While no human studies have been conducted, survival benefits have been shown in animal models with the following treatment after T-2 toxin exposure. 

  • Use of activated charcoal to absorb T-2 toxin from the gut regardless of the portal of entry within 1 hour of exposure. [26]
  • Dexamethasone administration (1 mg/kg at 12, 24, and 48 h) increased the survival rate in mice from zero to greater than 50%. [27]
  • Although not proven clinically, a theoretical use exists for administering colony-stimulating factors to patients presenting with bone marrow suppression.
  • Liver toxicity was successfully treated in rats with curcumin and taurine. Liver enzyme levels decreased following treatment with either antioxidative agent, however, curcumin proved to be more effective in ameliorating toxic effects. [28]

No specific antidote is available for T-2 mycotoxin exposure. Provide supportive measures, addressing respiratory and cardiovascular status as necessary. If the patient complains of eye pain or tearing, irrigate the eyes with copious amounts of water.

In all suspected cases involving T-2 mycotoxin exposure, admission to the hospital is warranted. Supportive care should be instituted, with particular attention to the prevention of superinfection. Depending on the time of exposure and the presenting symptoms, serial lymphocyte counts may help identify patients who are immunocompromised.


Required consultants are dictated by the disease course. Pulmonary consultation may be required for severe dyspnea of hemoptysis. A hematologist may be consulted for patients presenting with severe pancytopenia. Contact the local poison control center for additional clinical guidance. Some larger cities' poison control centers may have specific guidelines to follow concerning weapons of mass destruction.

Consult the Federal Bureau of Investigations and Department of Homeland Security in any situation when nuclear, biological, or chemical weapon exposure is suspected.


Physical barrier protection of the skin, mucous membranes, and airway provided by use of HAZMAT suits or chemical protective mask and clothing, such as MOPP (Mission Oriented Protective Posture) gear, are the only effective methods of protection. The Skin Exposure Reduction Paste Against Chemical Warfare Agents (SERPACWA) has been shown to block dermal irritation in animal studies and can be applied at closure points of protective garments as well as to any exposed skin. SERPACWA is approved by the US Food and Drug Administration (FDA) for use in conjunction with MOPP gear to reduce or delay the absorption of chemical warfare agents through the skin when is applied prior to exposure.[2]

Because T-2 toxin is readily found in grains, spices, and herbs and cannot be inactivated with normal sterilizing methods such as ultraviolet, autoclaving, and heat, food supplies must be screened to prevent large outbreaks.[29, 30] Rapid screening assays to detect and measure T-2 toxin include microplate enzyme-linked immunosorbent assays (ELISAs) and immunochromatographic devices, and lateral flow immunoassays.[31]  

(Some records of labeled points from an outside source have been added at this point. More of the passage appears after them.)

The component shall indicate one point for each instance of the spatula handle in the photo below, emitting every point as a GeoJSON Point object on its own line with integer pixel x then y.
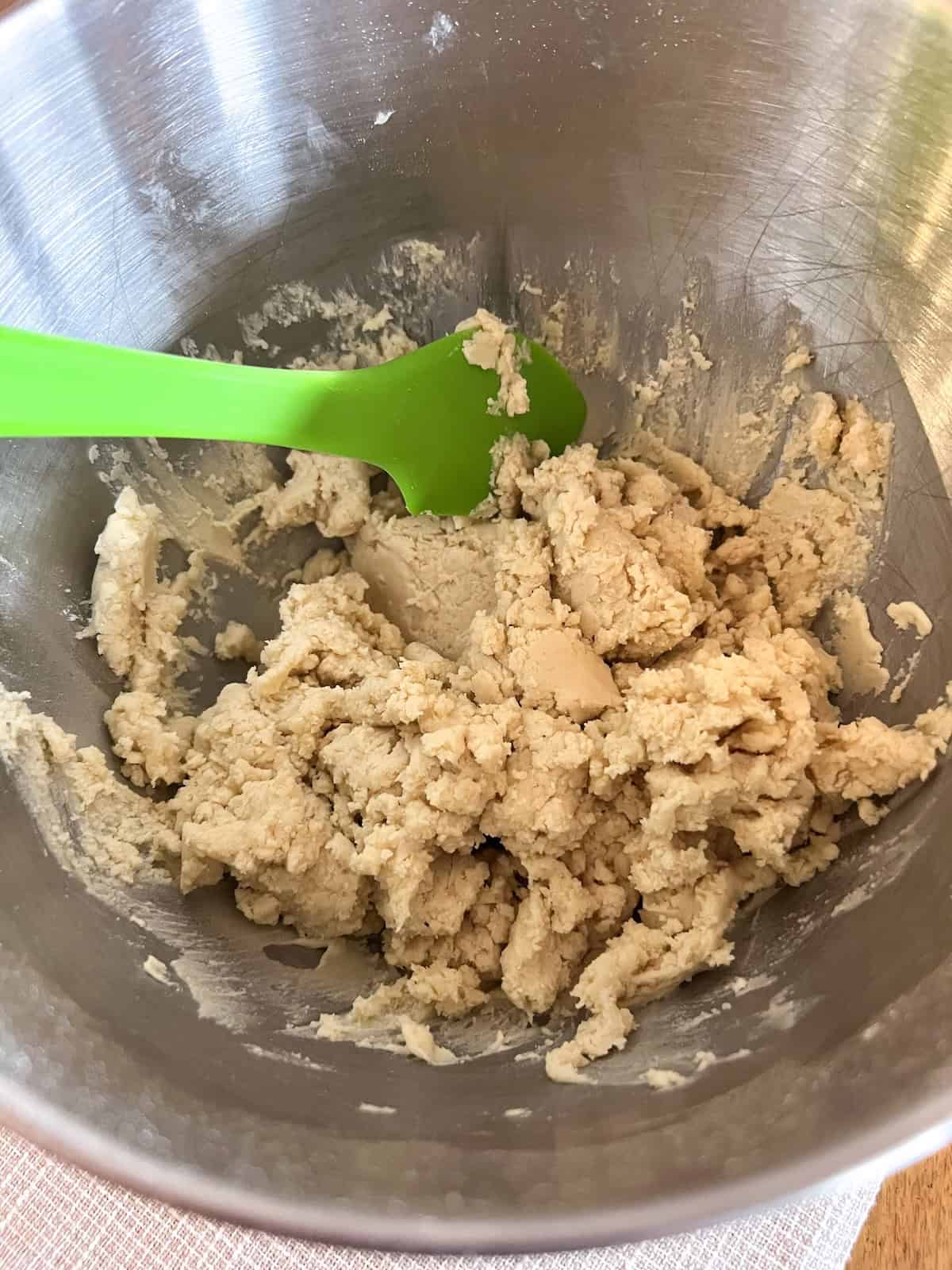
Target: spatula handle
{"type": "Point", "coordinates": [51, 387]}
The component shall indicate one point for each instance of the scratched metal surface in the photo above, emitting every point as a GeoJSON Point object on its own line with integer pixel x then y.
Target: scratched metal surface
{"type": "Point", "coordinates": [160, 167]}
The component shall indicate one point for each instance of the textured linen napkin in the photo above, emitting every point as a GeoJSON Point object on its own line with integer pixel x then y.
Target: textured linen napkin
{"type": "Point", "coordinates": [55, 1217]}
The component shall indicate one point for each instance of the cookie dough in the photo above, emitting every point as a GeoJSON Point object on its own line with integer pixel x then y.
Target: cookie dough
{"type": "Point", "coordinates": [547, 752]}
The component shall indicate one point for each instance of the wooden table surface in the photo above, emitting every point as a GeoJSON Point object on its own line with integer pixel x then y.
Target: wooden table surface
{"type": "Point", "coordinates": [911, 1227]}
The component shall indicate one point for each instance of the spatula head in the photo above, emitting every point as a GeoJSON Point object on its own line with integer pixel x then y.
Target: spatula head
{"type": "Point", "coordinates": [446, 432]}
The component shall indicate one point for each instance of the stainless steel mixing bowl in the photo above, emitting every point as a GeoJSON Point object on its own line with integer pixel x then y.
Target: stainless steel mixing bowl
{"type": "Point", "coordinates": [160, 167]}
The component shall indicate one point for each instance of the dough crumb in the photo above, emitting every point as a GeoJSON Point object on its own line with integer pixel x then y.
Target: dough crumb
{"type": "Point", "coordinates": [494, 347]}
{"type": "Point", "coordinates": [857, 648]}
{"type": "Point", "coordinates": [909, 616]}
{"type": "Point", "coordinates": [797, 360]}
{"type": "Point", "coordinates": [158, 971]}
{"type": "Point", "coordinates": [663, 1079]}
{"type": "Point", "coordinates": [419, 1041]}
{"type": "Point", "coordinates": [238, 641]}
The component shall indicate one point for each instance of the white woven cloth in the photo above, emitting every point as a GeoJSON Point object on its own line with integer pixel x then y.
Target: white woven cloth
{"type": "Point", "coordinates": [55, 1217]}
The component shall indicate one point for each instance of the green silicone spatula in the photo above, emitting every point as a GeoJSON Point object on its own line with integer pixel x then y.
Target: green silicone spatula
{"type": "Point", "coordinates": [422, 417]}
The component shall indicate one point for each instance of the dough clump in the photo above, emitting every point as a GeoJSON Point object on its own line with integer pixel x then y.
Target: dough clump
{"type": "Point", "coordinates": [549, 752]}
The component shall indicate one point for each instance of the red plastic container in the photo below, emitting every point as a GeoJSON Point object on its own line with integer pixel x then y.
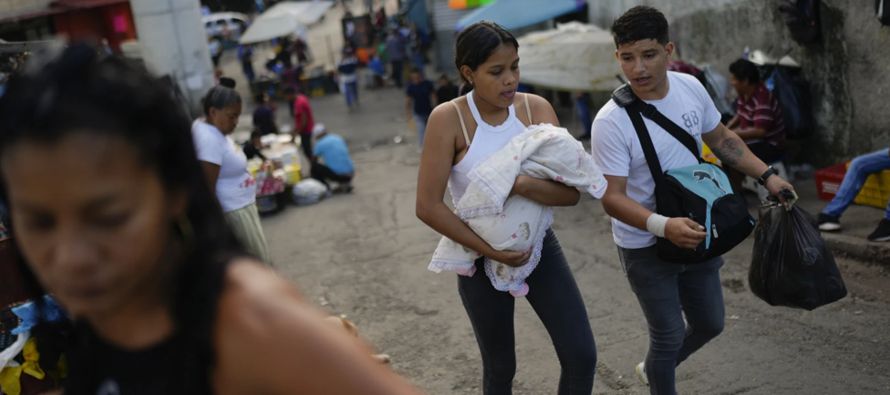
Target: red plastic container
{"type": "Point", "coordinates": [829, 179]}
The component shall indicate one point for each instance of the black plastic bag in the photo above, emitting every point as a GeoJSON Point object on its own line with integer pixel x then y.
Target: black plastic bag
{"type": "Point", "coordinates": [791, 266]}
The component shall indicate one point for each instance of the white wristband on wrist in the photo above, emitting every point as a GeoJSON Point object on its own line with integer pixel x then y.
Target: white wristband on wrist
{"type": "Point", "coordinates": [655, 224]}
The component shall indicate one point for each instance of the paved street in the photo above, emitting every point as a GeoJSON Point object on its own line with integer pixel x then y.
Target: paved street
{"type": "Point", "coordinates": [365, 255]}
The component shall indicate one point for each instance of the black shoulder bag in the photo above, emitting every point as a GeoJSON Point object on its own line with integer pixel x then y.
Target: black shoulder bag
{"type": "Point", "coordinates": [701, 192]}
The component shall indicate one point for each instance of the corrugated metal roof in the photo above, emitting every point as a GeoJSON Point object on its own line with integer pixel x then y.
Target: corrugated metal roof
{"type": "Point", "coordinates": [444, 17]}
{"type": "Point", "coordinates": [56, 7]}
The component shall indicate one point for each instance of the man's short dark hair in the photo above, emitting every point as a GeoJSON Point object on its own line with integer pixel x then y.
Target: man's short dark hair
{"type": "Point", "coordinates": [744, 70]}
{"type": "Point", "coordinates": [640, 23]}
{"type": "Point", "coordinates": [227, 82]}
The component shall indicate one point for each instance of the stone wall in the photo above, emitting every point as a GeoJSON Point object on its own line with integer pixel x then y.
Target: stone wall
{"type": "Point", "coordinates": [849, 71]}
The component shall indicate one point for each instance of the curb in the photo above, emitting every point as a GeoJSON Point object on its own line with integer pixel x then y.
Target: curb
{"type": "Point", "coordinates": [858, 248]}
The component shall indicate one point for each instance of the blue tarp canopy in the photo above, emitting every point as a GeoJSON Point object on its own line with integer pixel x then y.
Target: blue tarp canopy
{"type": "Point", "coordinates": [515, 14]}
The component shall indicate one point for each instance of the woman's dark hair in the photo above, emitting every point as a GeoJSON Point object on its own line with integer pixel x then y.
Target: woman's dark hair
{"type": "Point", "coordinates": [640, 23]}
{"type": "Point", "coordinates": [219, 97]}
{"type": "Point", "coordinates": [79, 92]}
{"type": "Point", "coordinates": [745, 70]}
{"type": "Point", "coordinates": [476, 43]}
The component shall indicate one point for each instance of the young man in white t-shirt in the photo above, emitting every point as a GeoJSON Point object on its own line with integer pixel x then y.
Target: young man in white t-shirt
{"type": "Point", "coordinates": [666, 291]}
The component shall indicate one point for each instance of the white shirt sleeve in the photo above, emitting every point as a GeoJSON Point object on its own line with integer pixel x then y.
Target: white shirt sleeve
{"type": "Point", "coordinates": [208, 147]}
{"type": "Point", "coordinates": [609, 148]}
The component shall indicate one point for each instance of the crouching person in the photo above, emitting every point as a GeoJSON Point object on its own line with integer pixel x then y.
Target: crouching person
{"type": "Point", "coordinates": [331, 161]}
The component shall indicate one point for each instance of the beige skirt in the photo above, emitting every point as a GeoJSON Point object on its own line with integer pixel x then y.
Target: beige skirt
{"type": "Point", "coordinates": [245, 223]}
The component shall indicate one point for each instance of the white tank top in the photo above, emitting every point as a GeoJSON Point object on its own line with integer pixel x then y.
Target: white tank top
{"type": "Point", "coordinates": [487, 140]}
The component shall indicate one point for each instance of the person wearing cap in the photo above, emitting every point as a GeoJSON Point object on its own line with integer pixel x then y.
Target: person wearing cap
{"type": "Point", "coordinates": [348, 73]}
{"type": "Point", "coordinates": [331, 161]}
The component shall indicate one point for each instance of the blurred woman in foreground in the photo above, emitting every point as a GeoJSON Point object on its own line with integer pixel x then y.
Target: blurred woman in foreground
{"type": "Point", "coordinates": [114, 217]}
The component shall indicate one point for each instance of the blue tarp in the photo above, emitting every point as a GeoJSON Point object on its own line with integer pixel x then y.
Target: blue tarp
{"type": "Point", "coordinates": [515, 14]}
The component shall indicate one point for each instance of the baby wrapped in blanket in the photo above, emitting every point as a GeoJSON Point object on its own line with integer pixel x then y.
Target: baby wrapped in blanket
{"type": "Point", "coordinates": [514, 222]}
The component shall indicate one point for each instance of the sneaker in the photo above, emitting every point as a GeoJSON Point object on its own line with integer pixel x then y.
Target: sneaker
{"type": "Point", "coordinates": [829, 223]}
{"type": "Point", "coordinates": [641, 373]}
{"type": "Point", "coordinates": [882, 232]}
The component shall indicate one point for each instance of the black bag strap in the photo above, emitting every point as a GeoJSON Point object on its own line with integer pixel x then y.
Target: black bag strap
{"type": "Point", "coordinates": [624, 97]}
{"type": "Point", "coordinates": [646, 143]}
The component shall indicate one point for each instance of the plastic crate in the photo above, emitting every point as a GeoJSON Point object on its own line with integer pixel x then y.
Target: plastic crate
{"type": "Point", "coordinates": [828, 180]}
{"type": "Point", "coordinates": [876, 190]}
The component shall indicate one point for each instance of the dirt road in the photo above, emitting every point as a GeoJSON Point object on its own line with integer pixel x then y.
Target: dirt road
{"type": "Point", "coordinates": [365, 255]}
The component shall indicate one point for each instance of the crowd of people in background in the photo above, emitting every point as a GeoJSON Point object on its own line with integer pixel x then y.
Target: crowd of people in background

Vaccines, monoclonal antibodies, and chemo-protective pre-treatments are being studied in animal models, but are not yet available.[2]



Medication Summary

The use of activated charcoal is advocated to patients who have orally ingested the toxin. Some sources advocate the use of activated charcoal even after inhalational exposure, with the rationale that the toxin that is adherent to the oral mucosa may be bound.[32] While not clinically tested in humans, theoretical use exists for administering colony-stimulating factors to patients presenting with bone marrow suppression.

Antidotes, adsorbent

Class Summary

These agents are used to neutralize toxins.[26]

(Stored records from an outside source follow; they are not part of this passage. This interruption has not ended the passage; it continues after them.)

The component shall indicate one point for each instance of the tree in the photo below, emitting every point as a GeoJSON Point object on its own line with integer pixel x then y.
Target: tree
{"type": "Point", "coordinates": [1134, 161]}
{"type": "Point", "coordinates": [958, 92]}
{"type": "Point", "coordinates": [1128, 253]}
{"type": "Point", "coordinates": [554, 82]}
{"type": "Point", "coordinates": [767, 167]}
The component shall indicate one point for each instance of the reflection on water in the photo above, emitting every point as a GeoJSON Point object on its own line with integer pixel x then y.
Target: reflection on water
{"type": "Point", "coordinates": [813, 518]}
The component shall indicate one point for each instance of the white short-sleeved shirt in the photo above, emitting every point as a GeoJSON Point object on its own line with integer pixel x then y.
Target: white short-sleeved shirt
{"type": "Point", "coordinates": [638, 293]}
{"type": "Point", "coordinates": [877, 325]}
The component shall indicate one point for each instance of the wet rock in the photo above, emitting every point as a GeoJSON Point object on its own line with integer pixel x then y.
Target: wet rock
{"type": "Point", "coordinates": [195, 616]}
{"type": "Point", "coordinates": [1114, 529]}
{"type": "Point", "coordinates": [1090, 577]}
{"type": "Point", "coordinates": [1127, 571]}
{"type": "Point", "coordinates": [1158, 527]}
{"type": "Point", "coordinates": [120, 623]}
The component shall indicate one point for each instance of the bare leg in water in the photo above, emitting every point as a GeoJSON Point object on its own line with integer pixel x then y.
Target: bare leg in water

Activated charcoal (Liqui-Char, Super-Char, Insta-Char, Actidose)

Believed to adsorb ingested toxin, thereby preventing absorption and removing toxin from the GI tract, preventing further cellular damage.

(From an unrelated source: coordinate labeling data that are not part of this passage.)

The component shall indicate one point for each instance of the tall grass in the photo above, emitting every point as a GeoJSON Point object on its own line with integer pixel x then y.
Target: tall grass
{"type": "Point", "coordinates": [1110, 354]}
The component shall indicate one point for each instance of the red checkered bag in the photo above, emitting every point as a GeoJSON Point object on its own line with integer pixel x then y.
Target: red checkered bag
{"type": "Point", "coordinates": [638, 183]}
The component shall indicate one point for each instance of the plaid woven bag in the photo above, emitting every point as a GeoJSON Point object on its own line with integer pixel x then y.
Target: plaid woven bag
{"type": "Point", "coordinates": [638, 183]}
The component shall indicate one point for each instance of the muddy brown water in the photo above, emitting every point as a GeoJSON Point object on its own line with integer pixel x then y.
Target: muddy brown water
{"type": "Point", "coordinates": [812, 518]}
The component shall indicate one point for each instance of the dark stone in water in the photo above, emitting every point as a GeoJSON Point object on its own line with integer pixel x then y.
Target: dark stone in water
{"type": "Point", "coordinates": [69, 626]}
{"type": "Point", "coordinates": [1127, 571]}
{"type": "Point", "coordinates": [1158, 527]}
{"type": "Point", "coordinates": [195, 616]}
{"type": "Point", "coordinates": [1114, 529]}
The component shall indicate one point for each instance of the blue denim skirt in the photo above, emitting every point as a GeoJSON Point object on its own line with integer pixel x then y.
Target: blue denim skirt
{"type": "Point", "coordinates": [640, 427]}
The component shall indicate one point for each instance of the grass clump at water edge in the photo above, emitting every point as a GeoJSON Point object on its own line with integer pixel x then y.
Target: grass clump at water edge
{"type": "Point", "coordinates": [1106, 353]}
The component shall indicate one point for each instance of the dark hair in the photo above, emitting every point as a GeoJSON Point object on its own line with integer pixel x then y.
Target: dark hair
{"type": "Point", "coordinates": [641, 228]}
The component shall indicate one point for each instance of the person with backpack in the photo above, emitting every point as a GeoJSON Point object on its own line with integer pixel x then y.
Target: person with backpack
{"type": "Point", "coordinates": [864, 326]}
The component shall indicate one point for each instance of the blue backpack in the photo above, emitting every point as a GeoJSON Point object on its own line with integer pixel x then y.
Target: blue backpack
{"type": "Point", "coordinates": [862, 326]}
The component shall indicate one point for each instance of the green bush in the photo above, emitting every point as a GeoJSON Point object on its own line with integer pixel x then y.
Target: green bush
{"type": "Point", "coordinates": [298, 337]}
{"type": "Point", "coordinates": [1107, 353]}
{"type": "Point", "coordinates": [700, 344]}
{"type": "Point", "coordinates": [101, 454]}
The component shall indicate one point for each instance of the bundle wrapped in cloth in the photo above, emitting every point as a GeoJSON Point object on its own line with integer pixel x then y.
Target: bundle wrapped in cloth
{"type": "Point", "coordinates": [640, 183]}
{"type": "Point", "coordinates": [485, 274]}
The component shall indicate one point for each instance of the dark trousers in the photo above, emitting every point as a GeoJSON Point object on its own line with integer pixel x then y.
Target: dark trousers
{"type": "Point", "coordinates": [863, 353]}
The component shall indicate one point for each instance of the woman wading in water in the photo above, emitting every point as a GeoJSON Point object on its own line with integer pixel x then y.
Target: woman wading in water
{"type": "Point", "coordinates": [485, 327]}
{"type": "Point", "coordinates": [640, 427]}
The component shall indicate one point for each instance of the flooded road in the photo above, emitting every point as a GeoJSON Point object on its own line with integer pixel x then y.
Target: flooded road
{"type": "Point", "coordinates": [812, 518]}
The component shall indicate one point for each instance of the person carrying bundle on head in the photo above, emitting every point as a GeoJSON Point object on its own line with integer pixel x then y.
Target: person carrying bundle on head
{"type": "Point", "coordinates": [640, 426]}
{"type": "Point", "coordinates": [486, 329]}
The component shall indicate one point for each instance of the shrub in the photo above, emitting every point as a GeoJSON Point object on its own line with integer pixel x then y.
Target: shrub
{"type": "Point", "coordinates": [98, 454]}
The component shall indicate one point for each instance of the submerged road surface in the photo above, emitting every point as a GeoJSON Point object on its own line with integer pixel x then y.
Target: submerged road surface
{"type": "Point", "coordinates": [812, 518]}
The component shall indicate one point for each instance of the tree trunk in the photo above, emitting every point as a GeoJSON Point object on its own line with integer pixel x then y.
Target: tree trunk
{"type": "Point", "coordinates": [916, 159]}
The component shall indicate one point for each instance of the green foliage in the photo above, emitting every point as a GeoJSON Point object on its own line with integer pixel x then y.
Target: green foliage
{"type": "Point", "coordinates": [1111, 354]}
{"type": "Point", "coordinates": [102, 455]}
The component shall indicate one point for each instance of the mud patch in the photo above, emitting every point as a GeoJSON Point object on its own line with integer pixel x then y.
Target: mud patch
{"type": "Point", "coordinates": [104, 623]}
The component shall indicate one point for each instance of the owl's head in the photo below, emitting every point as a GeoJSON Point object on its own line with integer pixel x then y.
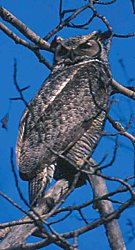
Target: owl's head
{"type": "Point", "coordinates": [80, 48]}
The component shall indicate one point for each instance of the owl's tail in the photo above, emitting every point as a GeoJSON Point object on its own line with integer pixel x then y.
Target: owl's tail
{"type": "Point", "coordinates": [39, 183]}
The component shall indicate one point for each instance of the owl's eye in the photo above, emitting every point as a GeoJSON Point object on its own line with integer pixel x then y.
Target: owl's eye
{"type": "Point", "coordinates": [85, 46]}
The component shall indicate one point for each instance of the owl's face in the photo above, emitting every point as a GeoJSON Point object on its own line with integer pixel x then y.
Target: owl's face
{"type": "Point", "coordinates": [78, 48]}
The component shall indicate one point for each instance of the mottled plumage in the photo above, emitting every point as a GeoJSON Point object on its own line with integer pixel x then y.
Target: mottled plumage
{"type": "Point", "coordinates": [67, 114]}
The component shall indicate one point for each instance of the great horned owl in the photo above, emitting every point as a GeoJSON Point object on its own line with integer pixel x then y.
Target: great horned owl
{"type": "Point", "coordinates": [67, 115]}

Granulocyte-stimulating factors

Class Summary

These agents are used to correct severe neutropenia.

Filgrastim (Neupogen)

Granulocyte colony-stimulating factor that activates and stimulates production, maturation, migration, and cytotoxicity of neutrophils. Although not demonstrated or indicated for use in T-2 mycotoxin exposure, may be theoretical use for granulocyte-stimulating factors for patients presenting with severe neutropenia; in this setting, conduct use with hematology consultation.